Regine Nahrwold am 9. Juli 2022
50jähriges Jubiläum des Chores an St. Martini Braunschweig
„Mamma mia, mamma mia, mamma mamma mamma miaaa!“ Einsingen zur vorletzten Probe vor dem großen Mendelssohn-Konzert, mit dem der Chor an St. Martini am Samstag, den 9. Juli, um 17 Uhr sein 50jähriges Bestehen begeht. Erklingen werden Mendelssohns 2. Sinfonie und als Chorwerke der „Lobgesang“ und die Vertonung des 98. Psalms. Dass Kantor Hanno Schiefner gerade diesen Komponisten für die Jubiläumsfeier ausgewählt hat, darf man vielleicht auch als Hommage an Martinikantor Werner Burkhardt verstehen, der den Chor 1972 gegründet, ihn „großgezogen“ und bis 1987 höchst erfolgreich geleitet hat. Denn zu seinen Verdiensten gehörte unter anderem die Wiederentdeckung und Herausgabe des „Te Deum“ des erst 17jährigen Mendelssohn-Bartholdy, Erstaufführung 1980 in Braunschweig. Im Jahr darauf folgte die Aufführung von Bachs Matthäuspassion in der Version, die Mendelssohn-Bartholdy 1829 in der Berliner Singakademie dirigiert hatte, das war die erste Wiederaufführung der Passion seit Bachs Tod.
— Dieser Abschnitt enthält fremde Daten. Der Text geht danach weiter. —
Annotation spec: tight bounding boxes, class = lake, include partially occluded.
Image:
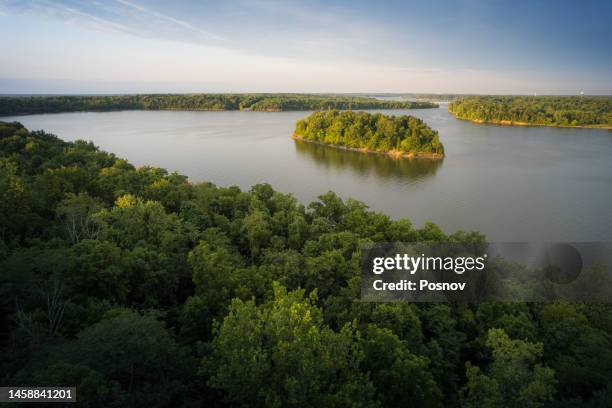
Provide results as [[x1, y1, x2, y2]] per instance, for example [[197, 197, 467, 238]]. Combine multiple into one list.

Die Musik Bachs nimmt natürlich im Repertoire des Kirchenchores eine besondere Stellung ein. Schon unter Werner Burkhardt führten die Sänger und Sängerinnen…… beide Passionen, das Weihnachtsoratorium sowie im November 1986, als krönenden Abschluss von Burkhardts Aufbauarbeit nach 15 Jahren, die h-moll-Messe auf. Den Orgelpart in dieser Aufführung hatte übrigens Gabriele Liebold aus Bremen übernommen, die kurz zuvor zu Burkhardts Nachfolgerin bestimmt worden war. Ihr erstes eigenes Konzert umfasste Werke von Bach, Kodaly, Janacek und Mendelssohn, beim zweiten stand Mozarts Grosse Messe in c-moll auf dem Programm. Mit Mozarts Requiem hatte schon Burkhardt im 10. Jubiläumsjahr des Chores 1982 eine Sternstunde erzielt. Davor war bei den von ihm mitbegündeten Domfestspielen in Königslutter Beethovens „Missa solemnis“ zur Aufführung gelangt.
Doch nicht nur Kompositionen aus Barock, Klassik und Romantik brachte der Chor zu Gehör, sondern auch moderne und zeitgenössische Musik: 1977 stellten die Uraufführung der „Theatralischen Messe“ des Braunschweiger Komponisten Dieter Salbert und zur Landesausstellung „Stadt im Wandel“ 1985 das Requiem von Manfred Trojahn, ebenfalls eine Uraufführung, eine große Herausforderung für den Chor dar. Unter Gabriele Liebold wurden unter anderem Werke von Luigi Dallapiccola, Petr Eben, Andrew Lloyd Webber, Krzysztof Penderecki, Laurie Alberts, Arthur Honegger, Morten Lauridsen und Volkmar Wangenheim erarbeitet. Besondere Glanzlichter ihres über 32jährigen Wirkens waren – neben Oratorien von Bach, Händel und Mendelssohn-Bartholdy – Monteverdis „Marienvesper“ (1990, 2000) sowie die Requiems von Mozart (2004), Brahms (1991, 2008), Duruflé (2005), Berlioz und Faure (2011). Gabriele Carl-Liebold intensivierte auch die schon von Werner Burkhardt begonnenen Reisen; diese führten den Chor unter anderem nach Schweden, Moskau, Sizilien, Ungarn, Spanien, Estland, Polen und Belgien.
Herausragende Ereignisse waren außerdem zwei szenische Inszenierungen, einmal von Mendelssohns Oratorium „Elias“ in Dom zu Königslutter (1987 unter W. Burkhardt) und von Händels „Messias“ (1998 unter G. Carl-Liebold).
Von den Mitglieder des Chores verlangen die wöchentlichen Proben, die Extra-Proben, die Chorwochenenden sowie das Singen in den Gottesdiensten viel Einsatz, doch man wird reich belohnt: durch das intensive Erleben der Aufführungen und durch die schöne Gewissheit, in dieser singenden Gemeinschaft sein Teil zum Ganzen beizutragen. Das Mendelssohn-Konzert ist – nach Bachs Weihnachtsoratorium – der zweite große Auftritt des Chores nach der Corona-Pause und das dritte große Konzert von Hanno Schiefner, der den Martinichor 2019 übernommen hat.